Welcome!

This blog takes you behind the scenes of the writing of an academic history book – like a ‘making of’ featurette. Its aim is to make visible the traditionally invisible process of what it’s like for a university academic in the Humanities to write a research monograph, i.e. a single-authored 100,00 word book.

I’m a History Fellow at Somerville College, Oxford, and the book I’m writing has a working title of The Elusive Church: Luther, Poland and the Early Reformation. This project is supported by a British Academy Mid Career Fellowship (2012-13).

On these pages, you'll find a regular 'log' of how the book is progressing, plus information about the project. I welcome your comments and thoughts - whether you're studying or teaching history at school or university, or writing non-fiction yourself...

Friday, 21 December 2012

Wallpaper


When an articulate teenager was interviewed on BBC Radio 4’s ‘Any Answers?’ last week, she talked confidently about herself as a visual learner, as opposed to an aural leaner.
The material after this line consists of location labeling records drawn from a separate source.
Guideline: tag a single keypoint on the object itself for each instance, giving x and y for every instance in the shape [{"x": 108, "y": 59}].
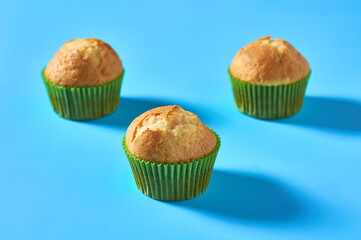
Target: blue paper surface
[{"x": 296, "y": 178}]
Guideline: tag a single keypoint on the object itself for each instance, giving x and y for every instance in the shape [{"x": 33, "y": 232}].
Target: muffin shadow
[
  {"x": 328, "y": 113},
  {"x": 130, "y": 107},
  {"x": 243, "y": 196}
]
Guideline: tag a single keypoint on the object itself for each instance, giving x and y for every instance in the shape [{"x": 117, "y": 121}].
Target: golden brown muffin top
[
  {"x": 169, "y": 134},
  {"x": 269, "y": 61},
  {"x": 84, "y": 62}
]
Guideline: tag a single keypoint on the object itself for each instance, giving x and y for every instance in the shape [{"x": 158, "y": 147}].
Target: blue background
[{"x": 297, "y": 178}]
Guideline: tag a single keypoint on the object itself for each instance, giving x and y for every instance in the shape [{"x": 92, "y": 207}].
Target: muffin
[
  {"x": 171, "y": 153},
  {"x": 83, "y": 79},
  {"x": 269, "y": 79}
]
That’s not a vocabulary I’ve come across before, but that basic difference in how people prefer to think and learn has long seemed obvious to me, and it plays a big part in how the monograph is being written.
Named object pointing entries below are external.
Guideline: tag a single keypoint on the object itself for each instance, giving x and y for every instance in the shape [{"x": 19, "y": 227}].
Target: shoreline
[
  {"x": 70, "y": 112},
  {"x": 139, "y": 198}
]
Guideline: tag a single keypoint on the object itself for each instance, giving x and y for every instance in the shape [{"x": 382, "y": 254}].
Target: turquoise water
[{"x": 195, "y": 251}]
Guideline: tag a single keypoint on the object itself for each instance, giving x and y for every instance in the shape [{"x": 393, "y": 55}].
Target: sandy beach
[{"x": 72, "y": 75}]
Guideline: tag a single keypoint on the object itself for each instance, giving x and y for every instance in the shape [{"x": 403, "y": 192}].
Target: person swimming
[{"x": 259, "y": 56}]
I fall squarely into the ‘visual learner’ category. Even if the monograph text itself looks pretty monochrome on the computer screen, the thinking behind it is underpinned by lots of images. When I moved into my temporary Somerville rooms (a building work exile) back in spring, I printed pictures of the book’s dramatis personae off the internet and put them up on the walls – woodcuts of King Zygmunt I, portraits of Luther and the Prussian humanist Johannes Dantiscus, cityscapes of early modern Cracow, Danzig and PoznaƄ, and so on. These are arranged on different walls to mirror roughly the geography of 16C Europe – the German actors in the far west, then Poznan and Prussia, and Cracow to the east. The desk and pc sit between western Poland and the Baltic.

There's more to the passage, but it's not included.